Wilson was welcomed among the homeless who knew who he was. They took care of him. But outside of his new friends, the singer didn’t want to be seen by anyone else in those circumstances.

“It was horrifying," he said. "When the sun came up, I ran like Dracula. I tried my best to hide.”



It was his cousin—a former drug addict—who encouraged Wilson to enroll in a 28-day program at a drug rehabilitation center.

However, he managed to keep using drugs in the first half of his stay until a social worker came into the picture.

“She asked me what I am going to do when I leave here?" he recalled. "That's when I broke down and cried. I thought about it and knew I didn't have anywhere to go. From there, I started to gather the tools that's helped me for the rest of my life."


The social worker, Mahin Wilson, ended up marrying Wilson. He said of the woman:

“God just sent me this angel. She would just hang with me. That's a true backbone you need when you're going through something."


Once Wilson managed to overcome his addiction, he became determined to bring his career back to life. But it wasn’t easy.


The music executives didn’t believe he had anything more to offer, and many doors were closed in his face.
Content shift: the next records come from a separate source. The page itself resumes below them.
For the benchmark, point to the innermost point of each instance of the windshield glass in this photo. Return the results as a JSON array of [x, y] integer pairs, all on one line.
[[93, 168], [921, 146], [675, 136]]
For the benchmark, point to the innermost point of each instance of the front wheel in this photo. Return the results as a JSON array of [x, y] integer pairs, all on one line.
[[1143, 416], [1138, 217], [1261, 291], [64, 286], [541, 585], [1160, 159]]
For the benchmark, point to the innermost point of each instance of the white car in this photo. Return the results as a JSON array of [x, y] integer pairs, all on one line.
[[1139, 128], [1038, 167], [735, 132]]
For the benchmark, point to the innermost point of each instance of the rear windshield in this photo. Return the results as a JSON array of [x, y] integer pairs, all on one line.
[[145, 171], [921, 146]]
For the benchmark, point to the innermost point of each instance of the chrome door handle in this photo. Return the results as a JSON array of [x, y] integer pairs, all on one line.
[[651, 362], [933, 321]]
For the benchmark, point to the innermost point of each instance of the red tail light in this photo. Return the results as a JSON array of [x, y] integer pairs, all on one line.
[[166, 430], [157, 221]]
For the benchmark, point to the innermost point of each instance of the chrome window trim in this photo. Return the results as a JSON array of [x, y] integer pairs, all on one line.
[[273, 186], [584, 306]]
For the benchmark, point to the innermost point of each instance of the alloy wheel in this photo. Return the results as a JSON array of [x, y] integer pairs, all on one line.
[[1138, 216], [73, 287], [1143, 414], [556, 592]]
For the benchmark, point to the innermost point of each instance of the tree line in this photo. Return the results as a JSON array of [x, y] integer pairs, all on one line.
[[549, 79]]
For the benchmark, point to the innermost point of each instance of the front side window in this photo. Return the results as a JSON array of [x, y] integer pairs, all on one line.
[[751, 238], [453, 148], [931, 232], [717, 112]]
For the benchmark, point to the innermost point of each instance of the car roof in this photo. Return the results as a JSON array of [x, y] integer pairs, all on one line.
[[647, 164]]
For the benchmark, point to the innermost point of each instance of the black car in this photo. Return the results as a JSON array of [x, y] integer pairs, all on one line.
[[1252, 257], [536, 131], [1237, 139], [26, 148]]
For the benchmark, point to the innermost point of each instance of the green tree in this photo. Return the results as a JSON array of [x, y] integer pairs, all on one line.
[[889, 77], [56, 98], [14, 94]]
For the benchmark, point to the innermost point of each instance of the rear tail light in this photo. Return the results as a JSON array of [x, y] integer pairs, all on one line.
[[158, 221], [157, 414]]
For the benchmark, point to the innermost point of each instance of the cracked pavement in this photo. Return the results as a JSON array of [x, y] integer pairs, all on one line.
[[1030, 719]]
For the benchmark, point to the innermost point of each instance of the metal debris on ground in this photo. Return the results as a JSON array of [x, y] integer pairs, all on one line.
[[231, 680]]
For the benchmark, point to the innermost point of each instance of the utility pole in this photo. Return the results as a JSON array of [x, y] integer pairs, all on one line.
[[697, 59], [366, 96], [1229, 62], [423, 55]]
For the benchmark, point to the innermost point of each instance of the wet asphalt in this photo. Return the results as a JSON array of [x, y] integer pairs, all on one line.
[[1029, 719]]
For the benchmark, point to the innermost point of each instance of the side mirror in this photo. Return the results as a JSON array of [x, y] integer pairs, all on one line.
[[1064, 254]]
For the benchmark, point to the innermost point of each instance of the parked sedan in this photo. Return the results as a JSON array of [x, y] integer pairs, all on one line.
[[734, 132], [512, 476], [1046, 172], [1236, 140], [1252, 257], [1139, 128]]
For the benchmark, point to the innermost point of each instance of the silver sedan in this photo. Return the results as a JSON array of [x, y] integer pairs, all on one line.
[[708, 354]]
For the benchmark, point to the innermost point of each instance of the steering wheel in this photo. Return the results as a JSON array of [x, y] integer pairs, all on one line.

But Charlie had made good friends along the way, and when Snoop Dogg and R. Kelly stepped in to help, things started to look better for him.

“As soon as everybody knew R. Kelly was working with me, everybody who told me 'No' stuck their head up and was calling my cell phone," Wilson said. "I don't even know how they got it."

Charlie released his first album as a soloist in 2005, with collaborations from R. Kelly, Justin Timberlake and will.i.am, among others.


And when he thought he was at the top of the world, life had one more challenge for him.


In 2008, Wilson went for a general checkup at his wife’s insistence. “I have never liked going to the doctor or getting any type of exam. In addition to the physical, Mahin suggested I have a prostate exam,” Wilson recalled on an essay written for CNN’s “Human Factor” in 2012.


That first time, everything came out perfectly, but Wilson’s doctor encouraged him to get another check-up the next month, explaining that black men are at the highest risk of being diagnosed with prostate cancer than any other race.

A month later, Charlie was asked to see a specialist and get a biopsy.

“Our visit with the specialist started with, ‘I have some good news and some bad news.’ My wife asked for the bad news, and the doctor said ‘Mr. Wilson, you have prostate cancer,’” Wilson recalled on his essay.


And continued:

“My initial reaction was to get up and leave the room. My wife calmly asked me to sit down and have the doctor give us the good news. The good news was that it had been detected early and could be effectively treated.”

Without missing a beat, Charlie and his wife started to research the best treatments, and after undergoing radioactive seed implantation, a form of radiation therapy, Wilson’s cancer went into remission.



However, in the middle of his battle against cancer, Wilson received one last blow when he called his father to share the news and, in return, heard from the man that he too had been diagnosed with cancer.

“Unfortunately, he did not tell us that he had prostate cancer. It wasn’t until I called to let him know about my diagnosis that he told me,” Charlie said.

His father died from complications with the disease in 2011.


“It was at that time that I decided it was time for me to start informing as well as performing,” Wilson said.

He became an alley and spokesperson for the Prostate Cancer Foundation and is continually encouraging black men to leave their pride and shame aside and get tested. He stated:

“I hope that African-American men and their families take a moment to learn more about prostate cancer and help spread the word. Awareness is the key. There are great resources and support for those who need it."

Wilson’s career is still thriving.

His last album to date was released in 2017. The next year, he joined Bruno Marz on his 24K Magic Tour, and more recently, he released a song with Kanye West titled “Brothers.”